Namun kemudahan yang ditawarkan oleh perusahaan pinjaman online itu justru menjadi petaka. Bunga yang dibebankan begitu besar sehingga tagihan membengkak.
Para penyandang disabilitas yang meminjam uang dari aplikasi pinjol itu pun tak mampu lagi membayar utang mereka.
“Bahkan banyak yang usahanya bangkrut akibat terjerat pinjol,” ujarnya.
Saat tidak bisa membayar utang tersebut, para penyandang disabilitas itu pun mendapatkan teror dari debt colector atau penagih utang. Bahkan teror itu juga menyasar ke orang-orang terdekat si peminjam yang didaftarkan sebagai penjamin.
“Nomor saya juga dijadikan penjamin. Saya diteror dengan kata-kata kotor,” kata Muharyanti.
Atas kondisi tersebut, Muharyanti pun tergerak untuk mengajak warga korban pinjol mengajukan gugatan ke Pengadilan Negeri Jakarta Pusat. Ia menilai, negara telah lalai sehingga pinjol merajalela hingga sampai menjerat kaum disabilitas.
“Kami minta itu digulunglah pinjol-pinjol itu baik yang legal atau pun ilegal. Kan ada yang kedoknya koperasi ternyata begitu. Kok malah melegalkan perbankan liar yang menjerat warga,” kata dia.
Ketua serikat buruh ikut menggugat
Ketua Konfederasi Kongres Aliansi Serikat Buruh Indonesia (KASBI), Nining Elitos, juga menjadi satu dari 19 warga yang ikut menggugat pemerintah.

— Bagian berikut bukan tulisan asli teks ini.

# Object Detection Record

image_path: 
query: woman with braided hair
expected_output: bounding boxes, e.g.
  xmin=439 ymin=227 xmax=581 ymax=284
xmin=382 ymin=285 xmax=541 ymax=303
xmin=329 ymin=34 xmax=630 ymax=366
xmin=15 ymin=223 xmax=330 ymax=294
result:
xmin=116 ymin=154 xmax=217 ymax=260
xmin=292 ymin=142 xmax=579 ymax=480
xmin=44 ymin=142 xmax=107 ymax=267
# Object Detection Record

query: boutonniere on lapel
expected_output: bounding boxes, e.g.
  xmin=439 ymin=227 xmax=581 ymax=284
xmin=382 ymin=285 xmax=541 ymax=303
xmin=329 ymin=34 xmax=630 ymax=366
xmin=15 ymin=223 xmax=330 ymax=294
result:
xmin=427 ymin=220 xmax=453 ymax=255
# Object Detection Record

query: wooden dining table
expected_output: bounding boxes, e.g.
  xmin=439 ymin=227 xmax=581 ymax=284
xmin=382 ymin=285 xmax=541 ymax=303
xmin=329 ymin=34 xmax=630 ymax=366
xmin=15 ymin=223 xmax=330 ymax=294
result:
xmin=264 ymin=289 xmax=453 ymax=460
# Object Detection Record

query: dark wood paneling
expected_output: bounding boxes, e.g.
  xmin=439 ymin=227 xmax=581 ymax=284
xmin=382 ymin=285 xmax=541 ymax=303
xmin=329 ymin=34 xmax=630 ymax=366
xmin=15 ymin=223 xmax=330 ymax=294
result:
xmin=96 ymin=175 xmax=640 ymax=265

Meski tak pernah menjadi korban langsung dari perusahaan pinjol, namun Nining tergerak untuk mengajukan gugatan. Sebab, banyak buruh baik di dalam maupun di luar organisasinya yang sudah menjadi korban pinjol.
“Karena saya ketua serikat buruh, saya banyak berinteraksi dengan masyarakat kaum buruh. Di situasi ekonomi yang semakin sulit ini, mau tidak mau mereka mengambil pilihan menyelamatkan ekonomi sesaat dan akhirnya terjerat pinjol,” kata Nining saat dihubungi Kompas.com, Senin.

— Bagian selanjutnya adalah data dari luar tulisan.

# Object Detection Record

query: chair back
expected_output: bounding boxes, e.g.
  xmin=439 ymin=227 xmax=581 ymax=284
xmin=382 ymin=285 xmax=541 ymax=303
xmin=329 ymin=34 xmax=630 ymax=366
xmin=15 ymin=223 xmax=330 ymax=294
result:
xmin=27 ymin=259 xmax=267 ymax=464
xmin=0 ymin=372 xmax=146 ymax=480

Nining mengatakan, para buruh yang terjerat pinjol itu kebanyakan adalah mereka yang belum berstatus karyawan tetap. Gaji mereka tidak mencukupi untuk kebutuhan keluarga.
Namun di sisi lain, mereka juga kesulitan meminjam uang ke bank dan akhirnya memutuskan untuk nekat menggunakan pinjol.
“Tapi pinjol ini bukannya menolong orang dalam kesulitan tapi malah memberikan beban kepada masyarakat yang terkena tekanan ekonomi. Saya melihat perilaku pinjol yang keluar batas,” kata Nining.
Nining menyebut, sudah banyak buruh yang mengalami depresi karena diteror setelah tidak bisa melunasi pinjaman karena bunganya yang sangat besar. Bahkan, kata dia, banyak juga buruh perempuan yang akhirnya dilecehkan pihak perusahaan pinjol.
“Ini saya dapat cerita langsung dari buruhnya. Jadi kalau peminjamnya perempuan dibuat grup seolah-olah peminjamnya ini menawarkan open bo (jasa prostitusi),” kata Nining.
Atas dasar itulah Nining tergerak untuk bersama-sama warga lainnya menggugat pemerintah. Ia menilai pemerintah telah lalai dalam membuat aturan yang melindungi konsumen atau pengguna aplikasi pinjaman online.
“Pemerintah hanya memberikan kebijakan bagaimana masyarakat bisa mudah mendapat pinjaman. Tapi negara tidak hadir dalam memberikan perlindungan kepada konsumen,” kata Nining.
11 masalah yang belum ada regulasinya
Lembaga Bantuan Hukum (LBH) Jakarta mendampingi 19 warga dalam mengajukan gugatan itu. Sejak awal organisasi nirlaba itu memang menaruh perhatian soal banyaknya korban pinjaman online.
LBH Jakarta sampai saat ini telah menerima 7.200 aduan masyarakat yang terlibat masalah dengan pinjaman online. Bahkan dalam kurun waktu tiga tahun, data LBH Jakarta menunjukan terdapat 6 sampai 7 orang bunuh diri karena terlibat masalah dengan pinjaman online.
Kuasa hukum warga dari LBH Jakarta, Jeanny Sirait, menilai pemerintah telah lalai dalam meregulasi pinjol. Ini karena minimnya regulasi yang dibuat negara untuk mengatur mekanisme penyelenggaraan pinjaman online.
Alpanya regulasi itu, dalam pandangan Jeanny menimbulkan berbagai masalah yang dialami masyarakat.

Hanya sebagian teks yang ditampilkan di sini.